If you view a photo of someone doing a pose called camel, you’ll notice it looks uncomfortable and it is. Along with it, you’ll frequently see a list of physical benefits that happen over time when doing the camel pose.
I’m certain that the combination of the backward-bending camel, alternating with forward bends healed my back. I’m aware, from my own experience, of how camel posture feels and how it works toward physical healing.
The benefits of doing a camel pose are improved breathing, fatigue relief, increased torso, and hip flexibility, strengthened back and glutes, toned thighs, and hips, stimulated endocrine glands, tensed organs in the abdomen, pelvis, and neck, correction of slouching posture, the opening of the respiratory system to better oxygen use.
In my book YOGA SONG (Rochak Press June 2022) I treat camel – and yoga- from the inside out. Here is an excerpt from Chapter 5 where I write what happened to me during a pivotal moment in my practice doing camel in Hawaii. You see, yoga is an inside job, and a lot is going on under the surface and it’s hard to describe. But that’s why I wrote a YOGA SONG. It’s yoga from the inside out in 23 lyric narratives.
Excerpt from YOGA SONG on camel pose from the inside in Chapter 5 “Making Heroes.”
The workshop leader said a deep backbend is a heart-opening pose and reminded us that an emotional reaction to a camel pose is normal because the posture can make us feel vulnerable. Pointing to his heart as the organ which should be at the highest position during camel, he may have even said, ‘lift up your hearts’ when stressing the importance of making one’s heart the highest point.
Hearing this, I recalled my days as a ritual and religious leader, and I heard my voice chant ‘lift up your hearts’ to the accompaniment of an organ. This phrase has been chanted or spoken in the Christian Liturgy since the 3rd Century as a preface to the Eucharistic Prayer.
Following the teacher’s directions, I arched my back and let my head hang while pushing forward with my waist and thighs where I paused to check the tuning of my body and then deepened my pose pushing my head further back, lifted my chest to the ceiling, and pushed forward with my waist.
From a deep place, the grief and celebration of my life hit me hard and fast: I heard the single notes of an organ, and in my mind, I was moving to an old song-chant; yet in yoga, it became my new song.
For a moment, I was at an altar chanting and envisioned Abraham lifting the body of his son, poised to strike a dagger into his exposed heart; but in my body there and then, I was sweating in a Hawaiian hot yoga room, an embodiment of camel.
In that deep bend, I felt tears come to my eyes and roll down the side of my face. I forced my gaze to the back wall, eyeballs rolling up in their sockets.
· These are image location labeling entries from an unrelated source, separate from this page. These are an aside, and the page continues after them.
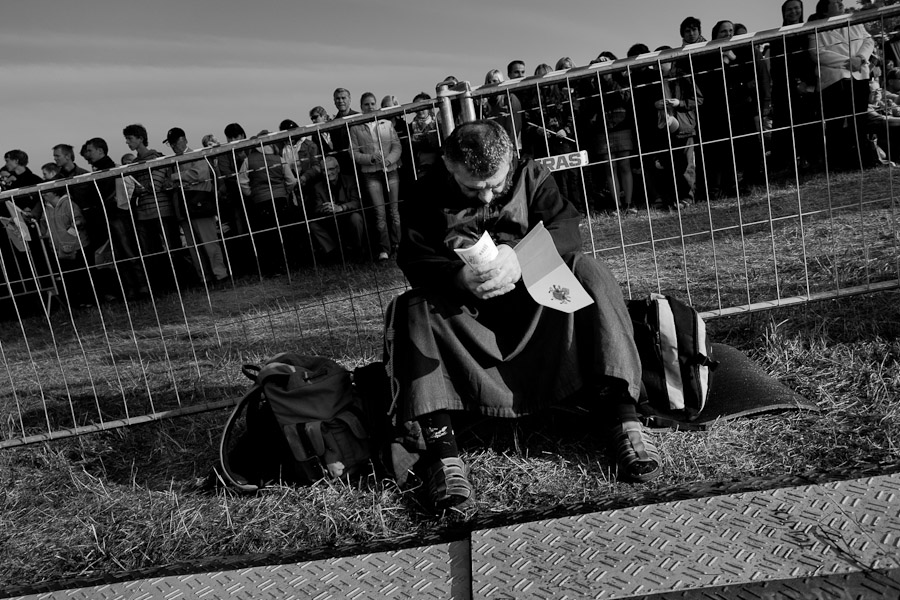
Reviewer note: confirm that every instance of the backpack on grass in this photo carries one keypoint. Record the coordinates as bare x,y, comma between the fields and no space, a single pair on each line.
676,357
302,423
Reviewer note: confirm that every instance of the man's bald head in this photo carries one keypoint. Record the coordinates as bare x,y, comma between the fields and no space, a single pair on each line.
480,147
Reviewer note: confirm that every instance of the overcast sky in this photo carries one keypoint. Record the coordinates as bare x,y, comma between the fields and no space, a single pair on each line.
84,68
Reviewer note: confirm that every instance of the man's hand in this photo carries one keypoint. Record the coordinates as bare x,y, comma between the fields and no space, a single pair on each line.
495,278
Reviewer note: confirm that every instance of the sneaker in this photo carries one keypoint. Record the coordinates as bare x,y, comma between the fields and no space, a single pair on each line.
637,458
448,487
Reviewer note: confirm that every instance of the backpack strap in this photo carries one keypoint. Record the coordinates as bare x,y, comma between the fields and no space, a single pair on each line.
351,419
313,431
230,477
251,372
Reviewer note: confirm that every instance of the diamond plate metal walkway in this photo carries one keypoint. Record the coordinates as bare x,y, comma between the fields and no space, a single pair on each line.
830,540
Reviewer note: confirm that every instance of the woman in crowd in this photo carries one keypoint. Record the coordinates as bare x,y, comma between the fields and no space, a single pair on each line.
504,108
376,151
715,125
842,59
744,98
795,105
267,182
681,97
425,143
646,86
401,127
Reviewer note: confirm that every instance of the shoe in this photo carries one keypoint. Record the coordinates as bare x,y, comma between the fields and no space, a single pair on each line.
637,458
448,487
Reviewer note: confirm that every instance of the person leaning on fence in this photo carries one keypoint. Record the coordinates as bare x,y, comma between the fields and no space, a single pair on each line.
154,213
475,340
425,143
337,219
123,245
303,158
232,205
612,134
49,171
65,225
504,107
842,59
192,184
678,119
266,184
340,137
376,150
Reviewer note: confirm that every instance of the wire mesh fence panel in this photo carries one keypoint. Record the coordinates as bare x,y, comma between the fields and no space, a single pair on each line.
727,173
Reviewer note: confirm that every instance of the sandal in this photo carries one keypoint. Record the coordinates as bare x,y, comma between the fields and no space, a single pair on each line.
448,486
637,458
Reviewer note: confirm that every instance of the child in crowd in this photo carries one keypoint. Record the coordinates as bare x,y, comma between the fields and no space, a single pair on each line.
64,224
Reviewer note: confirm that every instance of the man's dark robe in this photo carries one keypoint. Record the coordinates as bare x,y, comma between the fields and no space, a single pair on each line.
507,356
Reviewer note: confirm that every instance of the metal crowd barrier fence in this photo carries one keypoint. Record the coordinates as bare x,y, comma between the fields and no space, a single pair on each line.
767,193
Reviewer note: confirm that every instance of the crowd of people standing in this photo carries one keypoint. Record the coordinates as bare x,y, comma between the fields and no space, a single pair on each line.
662,135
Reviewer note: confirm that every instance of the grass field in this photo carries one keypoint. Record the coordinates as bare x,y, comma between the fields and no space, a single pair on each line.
132,498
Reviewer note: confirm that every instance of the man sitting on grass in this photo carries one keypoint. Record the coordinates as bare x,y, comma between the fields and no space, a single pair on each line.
475,340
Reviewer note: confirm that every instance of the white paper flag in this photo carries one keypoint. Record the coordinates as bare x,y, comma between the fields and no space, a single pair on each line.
546,276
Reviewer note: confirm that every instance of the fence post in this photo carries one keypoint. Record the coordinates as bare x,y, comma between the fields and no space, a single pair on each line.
468,106
448,123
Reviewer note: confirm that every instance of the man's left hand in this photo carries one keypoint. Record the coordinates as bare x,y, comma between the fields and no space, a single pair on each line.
502,274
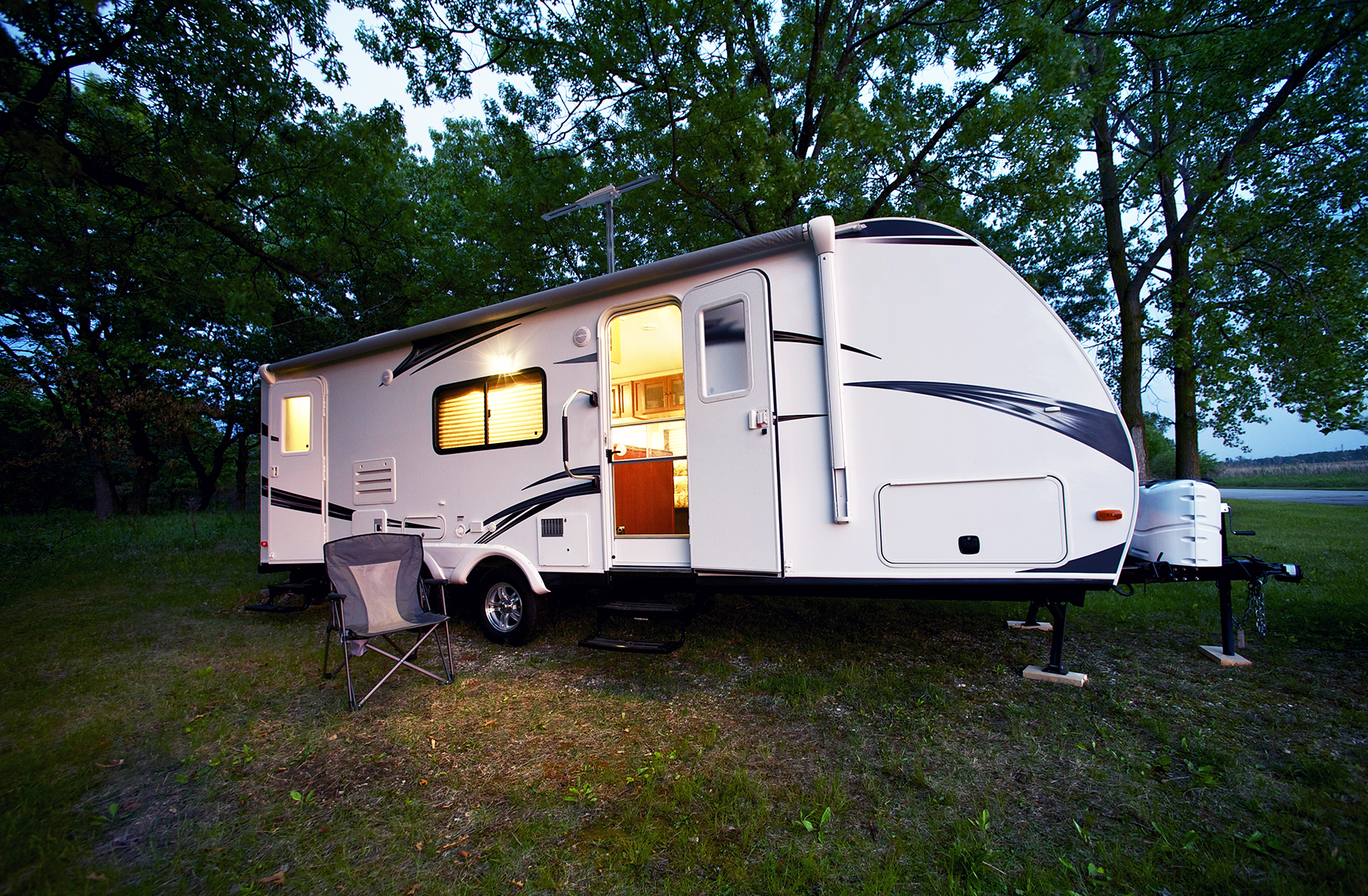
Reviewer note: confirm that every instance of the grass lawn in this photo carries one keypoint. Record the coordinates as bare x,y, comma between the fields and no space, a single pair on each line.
1351,480
157,739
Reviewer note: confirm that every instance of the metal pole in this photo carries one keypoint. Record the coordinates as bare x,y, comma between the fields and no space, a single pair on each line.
1227,617
608,212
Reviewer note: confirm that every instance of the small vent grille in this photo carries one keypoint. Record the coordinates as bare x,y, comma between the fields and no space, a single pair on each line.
372,482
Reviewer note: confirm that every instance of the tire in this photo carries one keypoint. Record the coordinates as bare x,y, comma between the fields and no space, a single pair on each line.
509,612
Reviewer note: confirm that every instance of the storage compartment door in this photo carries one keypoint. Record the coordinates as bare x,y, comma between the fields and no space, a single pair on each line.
973,523
732,487
293,472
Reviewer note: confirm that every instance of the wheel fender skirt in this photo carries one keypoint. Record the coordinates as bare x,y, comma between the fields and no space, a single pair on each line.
454,562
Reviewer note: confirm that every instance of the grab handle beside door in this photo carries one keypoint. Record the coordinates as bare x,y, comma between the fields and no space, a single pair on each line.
565,431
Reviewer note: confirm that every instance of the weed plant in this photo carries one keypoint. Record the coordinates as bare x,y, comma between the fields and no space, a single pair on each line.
157,738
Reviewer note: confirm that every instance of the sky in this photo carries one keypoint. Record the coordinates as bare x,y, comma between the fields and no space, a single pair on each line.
369,84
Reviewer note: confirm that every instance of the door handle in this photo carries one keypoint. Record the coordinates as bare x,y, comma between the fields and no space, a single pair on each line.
565,431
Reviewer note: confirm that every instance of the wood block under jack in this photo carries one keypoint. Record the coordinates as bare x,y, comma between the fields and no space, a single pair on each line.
1036,673
1214,651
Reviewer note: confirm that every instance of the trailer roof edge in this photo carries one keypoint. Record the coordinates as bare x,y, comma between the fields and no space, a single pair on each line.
559,296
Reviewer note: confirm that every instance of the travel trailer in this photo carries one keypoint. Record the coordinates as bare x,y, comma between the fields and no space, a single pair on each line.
876,408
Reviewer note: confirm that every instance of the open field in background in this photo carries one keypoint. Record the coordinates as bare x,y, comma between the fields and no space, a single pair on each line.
154,739
1325,475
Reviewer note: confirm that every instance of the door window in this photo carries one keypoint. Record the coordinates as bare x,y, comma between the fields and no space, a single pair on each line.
297,417
727,372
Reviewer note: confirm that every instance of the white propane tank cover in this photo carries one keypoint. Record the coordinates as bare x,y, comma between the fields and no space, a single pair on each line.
1180,523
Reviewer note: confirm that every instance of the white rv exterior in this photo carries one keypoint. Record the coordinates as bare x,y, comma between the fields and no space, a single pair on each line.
876,404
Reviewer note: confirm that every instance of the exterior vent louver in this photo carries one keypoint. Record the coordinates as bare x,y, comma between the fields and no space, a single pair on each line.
372,482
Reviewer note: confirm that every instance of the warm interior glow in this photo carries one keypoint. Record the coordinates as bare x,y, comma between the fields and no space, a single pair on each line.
515,410
494,410
646,349
297,412
460,419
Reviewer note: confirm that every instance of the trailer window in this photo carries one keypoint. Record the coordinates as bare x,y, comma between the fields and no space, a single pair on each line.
490,412
725,369
297,415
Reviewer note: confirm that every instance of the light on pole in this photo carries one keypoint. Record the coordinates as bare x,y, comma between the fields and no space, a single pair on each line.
600,198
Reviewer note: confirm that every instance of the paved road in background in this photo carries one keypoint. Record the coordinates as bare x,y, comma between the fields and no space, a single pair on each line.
1301,495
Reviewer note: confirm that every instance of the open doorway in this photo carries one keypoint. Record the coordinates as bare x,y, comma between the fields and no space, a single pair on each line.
650,449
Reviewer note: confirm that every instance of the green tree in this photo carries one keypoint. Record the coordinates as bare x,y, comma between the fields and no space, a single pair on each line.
1190,109
759,121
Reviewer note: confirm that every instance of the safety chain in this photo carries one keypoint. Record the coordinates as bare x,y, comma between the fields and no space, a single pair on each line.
1255,603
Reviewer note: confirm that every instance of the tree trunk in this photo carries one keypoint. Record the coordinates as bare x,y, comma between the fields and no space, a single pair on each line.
1128,294
147,464
241,475
1183,335
106,499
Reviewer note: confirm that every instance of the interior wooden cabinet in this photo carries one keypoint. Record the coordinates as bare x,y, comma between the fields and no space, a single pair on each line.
658,396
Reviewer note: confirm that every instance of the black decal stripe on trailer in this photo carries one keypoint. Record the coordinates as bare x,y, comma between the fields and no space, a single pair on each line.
460,348
1107,561
427,349
524,509
292,501
925,241
578,471
784,335
899,227
1096,429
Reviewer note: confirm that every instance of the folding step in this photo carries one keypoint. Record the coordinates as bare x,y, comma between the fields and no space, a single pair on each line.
309,594
644,612
673,615
625,646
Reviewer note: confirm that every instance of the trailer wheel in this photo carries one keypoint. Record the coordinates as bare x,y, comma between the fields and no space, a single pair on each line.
511,612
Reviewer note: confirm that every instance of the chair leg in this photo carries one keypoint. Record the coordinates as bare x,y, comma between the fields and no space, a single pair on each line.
445,651
328,641
400,661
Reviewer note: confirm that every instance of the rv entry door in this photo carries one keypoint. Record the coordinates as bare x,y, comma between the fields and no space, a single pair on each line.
293,472
732,485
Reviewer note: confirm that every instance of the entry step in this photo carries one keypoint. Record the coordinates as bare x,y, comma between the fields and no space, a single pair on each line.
656,615
625,646
275,598
644,612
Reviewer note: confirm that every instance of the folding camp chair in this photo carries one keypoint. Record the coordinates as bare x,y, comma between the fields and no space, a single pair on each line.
379,591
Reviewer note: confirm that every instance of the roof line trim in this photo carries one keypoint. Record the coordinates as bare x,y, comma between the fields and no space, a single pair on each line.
559,297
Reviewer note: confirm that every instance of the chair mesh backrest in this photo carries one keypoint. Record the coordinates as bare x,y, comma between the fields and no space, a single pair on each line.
379,575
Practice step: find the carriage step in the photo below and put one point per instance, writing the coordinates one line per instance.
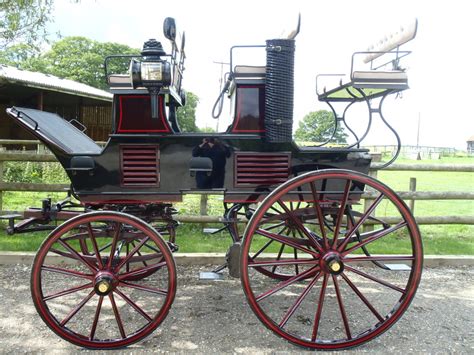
(211, 275)
(210, 230)
(398, 267)
(11, 221)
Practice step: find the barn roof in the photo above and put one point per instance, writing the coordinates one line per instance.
(51, 82)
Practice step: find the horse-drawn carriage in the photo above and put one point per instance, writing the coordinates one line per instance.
(309, 261)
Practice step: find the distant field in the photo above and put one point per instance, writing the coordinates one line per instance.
(438, 239)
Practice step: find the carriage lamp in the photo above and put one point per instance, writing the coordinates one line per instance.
(152, 72)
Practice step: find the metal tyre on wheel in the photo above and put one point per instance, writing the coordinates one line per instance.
(103, 280)
(341, 287)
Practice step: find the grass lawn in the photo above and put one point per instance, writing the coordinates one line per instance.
(438, 239)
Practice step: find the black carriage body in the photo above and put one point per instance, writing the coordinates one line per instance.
(320, 249)
(144, 161)
(155, 167)
(253, 168)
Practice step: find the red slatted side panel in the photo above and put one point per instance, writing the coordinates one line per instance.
(140, 165)
(257, 169)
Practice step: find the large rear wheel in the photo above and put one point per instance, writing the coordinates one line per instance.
(351, 270)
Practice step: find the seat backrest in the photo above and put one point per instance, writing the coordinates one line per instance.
(51, 129)
(394, 40)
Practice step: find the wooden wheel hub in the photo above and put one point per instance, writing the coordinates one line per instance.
(332, 263)
(104, 283)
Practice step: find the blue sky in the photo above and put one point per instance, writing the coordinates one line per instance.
(440, 68)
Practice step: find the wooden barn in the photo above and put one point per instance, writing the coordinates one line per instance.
(69, 99)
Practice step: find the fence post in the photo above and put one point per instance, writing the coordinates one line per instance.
(203, 205)
(412, 189)
(1, 180)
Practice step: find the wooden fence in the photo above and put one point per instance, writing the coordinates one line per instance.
(410, 196)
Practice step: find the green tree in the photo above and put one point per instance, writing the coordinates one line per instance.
(317, 126)
(187, 114)
(79, 59)
(24, 21)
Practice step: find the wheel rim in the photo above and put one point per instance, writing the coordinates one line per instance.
(336, 298)
(96, 298)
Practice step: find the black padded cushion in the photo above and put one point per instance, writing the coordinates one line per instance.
(57, 131)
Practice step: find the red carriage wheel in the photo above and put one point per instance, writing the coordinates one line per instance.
(340, 291)
(112, 295)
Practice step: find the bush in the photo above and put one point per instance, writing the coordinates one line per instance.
(35, 172)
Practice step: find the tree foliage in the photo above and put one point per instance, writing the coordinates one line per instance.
(318, 126)
(76, 58)
(187, 114)
(24, 21)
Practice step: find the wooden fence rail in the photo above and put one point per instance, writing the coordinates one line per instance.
(411, 196)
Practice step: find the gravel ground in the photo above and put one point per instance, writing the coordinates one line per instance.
(213, 317)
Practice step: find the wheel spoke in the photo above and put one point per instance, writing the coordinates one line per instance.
(317, 317)
(295, 254)
(341, 308)
(67, 272)
(114, 245)
(276, 226)
(131, 253)
(137, 272)
(94, 246)
(287, 241)
(67, 292)
(375, 279)
(372, 238)
(362, 297)
(340, 213)
(361, 221)
(117, 316)
(144, 288)
(96, 318)
(319, 214)
(278, 257)
(298, 301)
(134, 305)
(286, 283)
(77, 256)
(262, 249)
(77, 308)
(300, 226)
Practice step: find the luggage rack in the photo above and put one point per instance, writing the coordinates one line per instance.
(371, 86)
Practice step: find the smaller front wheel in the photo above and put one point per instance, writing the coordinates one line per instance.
(103, 280)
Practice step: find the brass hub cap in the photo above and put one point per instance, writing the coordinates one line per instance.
(332, 263)
(104, 284)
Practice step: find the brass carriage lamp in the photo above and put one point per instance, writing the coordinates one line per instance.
(152, 72)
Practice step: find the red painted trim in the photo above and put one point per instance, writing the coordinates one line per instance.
(162, 116)
(238, 106)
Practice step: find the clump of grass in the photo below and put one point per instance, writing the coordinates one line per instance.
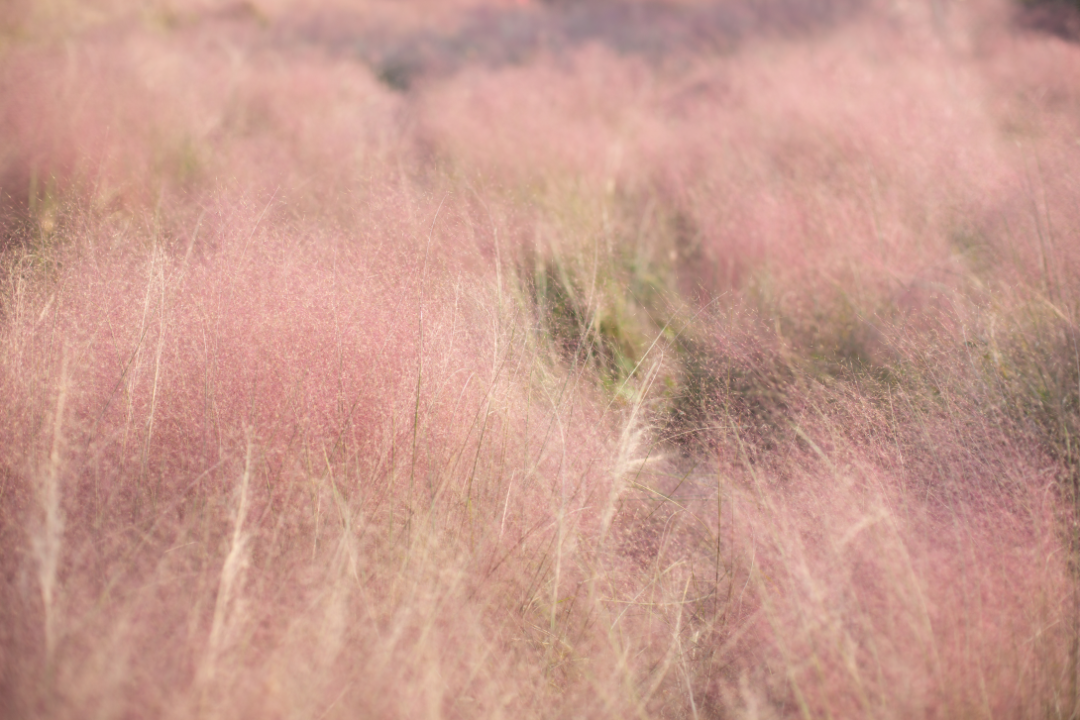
(579, 388)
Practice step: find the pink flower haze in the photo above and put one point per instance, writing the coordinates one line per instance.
(601, 358)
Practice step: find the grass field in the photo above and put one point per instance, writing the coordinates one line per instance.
(490, 358)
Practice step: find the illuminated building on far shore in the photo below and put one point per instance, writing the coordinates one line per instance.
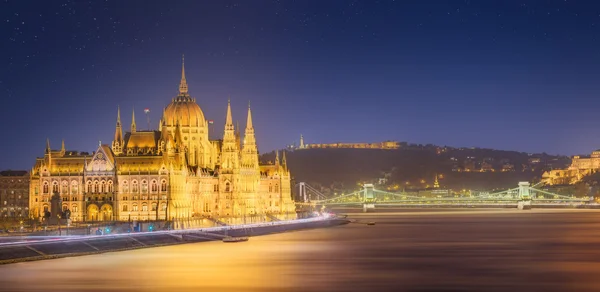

My heart was open and poised to receive healing and fresh oxygen; adrenaline pumped through me and my back was stressed. Drops of sweat camouflaged my tears. I was a hero on his knees actively working to know the truth of his story.
It was emotional pain coming forth to the surface of my consciousness matched by the physical stress of the moment. I wanted to come out of the pose and escape, but I stayed, and in those mighty seconds yoga became my kneeling prayer, an embodiment of spirit and flesh.
Then I heard yoga-gospel in the word ‘change,’ yoga’s signal to come out of the pose. Releasing from the camel pose, I realized some of my old pain was still in me, but I also felt a relief deep in my back that I had not known.
This ‘lifting up,’ through yoga’s camel posture, had become a healing moment; and at that moment, my yoga had become my embodied liturgy of truth matched by a new song and healing for my back.
Today I lift my heart and chant in a new liturgy, a new song, one built on a foundation of trust in the journey. This lifting up is the hero’s song of yoga, one that has molded me like a palm tree swaying in strong wind, formed to bend, but not break.